Background: Human Rhinovirus infection is an important precursor to asthma and chronic obstructive pulmonary disease exacerbations and the Human Viral Challenge model may provide a powerful tool in studying these and other chronic respiratory diseases. In this study we have reported the production and human characterisation of a new Wild-Type HRV-16 challenge virus produced specifically for this purpose.

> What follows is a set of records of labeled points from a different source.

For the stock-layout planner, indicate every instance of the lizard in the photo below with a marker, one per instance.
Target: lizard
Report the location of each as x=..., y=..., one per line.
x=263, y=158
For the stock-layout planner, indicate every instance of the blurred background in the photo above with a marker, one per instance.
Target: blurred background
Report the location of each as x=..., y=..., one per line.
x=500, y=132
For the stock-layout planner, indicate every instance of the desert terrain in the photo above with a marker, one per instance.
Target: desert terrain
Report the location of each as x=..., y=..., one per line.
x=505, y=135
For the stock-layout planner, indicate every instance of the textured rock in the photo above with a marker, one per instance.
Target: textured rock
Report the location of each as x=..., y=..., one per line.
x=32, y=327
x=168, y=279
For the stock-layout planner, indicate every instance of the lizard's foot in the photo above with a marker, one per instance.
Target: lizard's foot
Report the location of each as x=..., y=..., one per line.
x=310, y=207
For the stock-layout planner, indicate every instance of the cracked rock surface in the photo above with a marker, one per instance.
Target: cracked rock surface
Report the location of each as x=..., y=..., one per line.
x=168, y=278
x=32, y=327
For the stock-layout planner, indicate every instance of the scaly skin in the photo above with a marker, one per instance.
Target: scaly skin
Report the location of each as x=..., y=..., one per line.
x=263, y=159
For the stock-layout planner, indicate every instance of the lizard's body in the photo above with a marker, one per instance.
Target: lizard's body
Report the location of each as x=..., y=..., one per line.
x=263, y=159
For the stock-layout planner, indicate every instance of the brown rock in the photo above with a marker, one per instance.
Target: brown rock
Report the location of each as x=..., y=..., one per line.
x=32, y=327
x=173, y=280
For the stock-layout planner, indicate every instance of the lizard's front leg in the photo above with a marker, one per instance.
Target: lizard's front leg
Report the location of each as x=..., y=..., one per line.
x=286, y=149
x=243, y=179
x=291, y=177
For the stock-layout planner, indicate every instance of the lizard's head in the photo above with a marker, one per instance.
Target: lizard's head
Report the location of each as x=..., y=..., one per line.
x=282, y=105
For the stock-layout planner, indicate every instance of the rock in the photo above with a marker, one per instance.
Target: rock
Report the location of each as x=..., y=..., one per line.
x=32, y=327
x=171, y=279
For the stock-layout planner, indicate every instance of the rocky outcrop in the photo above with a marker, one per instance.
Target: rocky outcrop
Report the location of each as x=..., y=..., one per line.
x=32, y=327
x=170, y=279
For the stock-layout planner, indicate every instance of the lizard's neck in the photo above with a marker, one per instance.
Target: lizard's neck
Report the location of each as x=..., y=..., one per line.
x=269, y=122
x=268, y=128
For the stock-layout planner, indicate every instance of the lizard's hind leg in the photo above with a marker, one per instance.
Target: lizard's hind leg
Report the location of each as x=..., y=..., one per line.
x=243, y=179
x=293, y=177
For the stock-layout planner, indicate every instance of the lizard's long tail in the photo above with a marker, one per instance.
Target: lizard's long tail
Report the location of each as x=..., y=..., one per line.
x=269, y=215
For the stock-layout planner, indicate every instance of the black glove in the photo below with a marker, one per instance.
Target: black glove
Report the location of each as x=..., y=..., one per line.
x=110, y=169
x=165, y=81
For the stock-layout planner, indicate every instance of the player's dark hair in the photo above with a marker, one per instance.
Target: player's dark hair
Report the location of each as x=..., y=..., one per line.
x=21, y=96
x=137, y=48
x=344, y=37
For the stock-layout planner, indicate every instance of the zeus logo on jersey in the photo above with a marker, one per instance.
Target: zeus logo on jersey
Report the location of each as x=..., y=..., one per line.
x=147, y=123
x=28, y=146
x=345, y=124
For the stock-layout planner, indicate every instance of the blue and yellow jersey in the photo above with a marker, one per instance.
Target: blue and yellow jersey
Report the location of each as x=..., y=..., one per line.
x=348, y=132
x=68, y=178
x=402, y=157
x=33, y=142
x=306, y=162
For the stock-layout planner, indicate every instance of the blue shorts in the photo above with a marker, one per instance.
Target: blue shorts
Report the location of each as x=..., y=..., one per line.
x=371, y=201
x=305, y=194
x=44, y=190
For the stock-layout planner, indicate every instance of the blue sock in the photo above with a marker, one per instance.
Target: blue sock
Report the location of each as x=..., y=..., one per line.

Methods and stock development: A HRV-16 isolate from an 18 year old experimentally infected healthy female volunteer (University of Virginia Children's Hospital, USA) was obtained with appropriate medical history and consent. We manufactured a new HRV-16 stock by minimal passage in a WI-38 cell line under Good Manufacturing Practice conditions. Having first subjected the stock to rigorous adventitious agent testing and determining the virus suitability for human use, we conducted an initial safety and pathogenicity clinical study in adult volunteers in our dedicated clinical quarantine facility in London.
Human challenge and conclusions: In this study we have demonstrated the new Wild-Type HRV-16 Challenge Virus to be both safe and pathogenic, causing an appropriate level of disease in experimentally inoculated healthy adult volunteers. Furthermore, by inoculating volunteers with a range of different inoculum titres, we have established the minimum inoculum titre required to achieve reproducible disease. We have demonstrated that although inoculation titres as low as 1 TCID50 can produce relatively high infection rates, the optimal titre for progression with future HRV challenge model development with this virus stock was 10 TCID50. Studies currently underway are evaluating the use of this virus as a challenge agent in asthmatics.
Trial registration: ClinicalTrials.gov NCT02522832.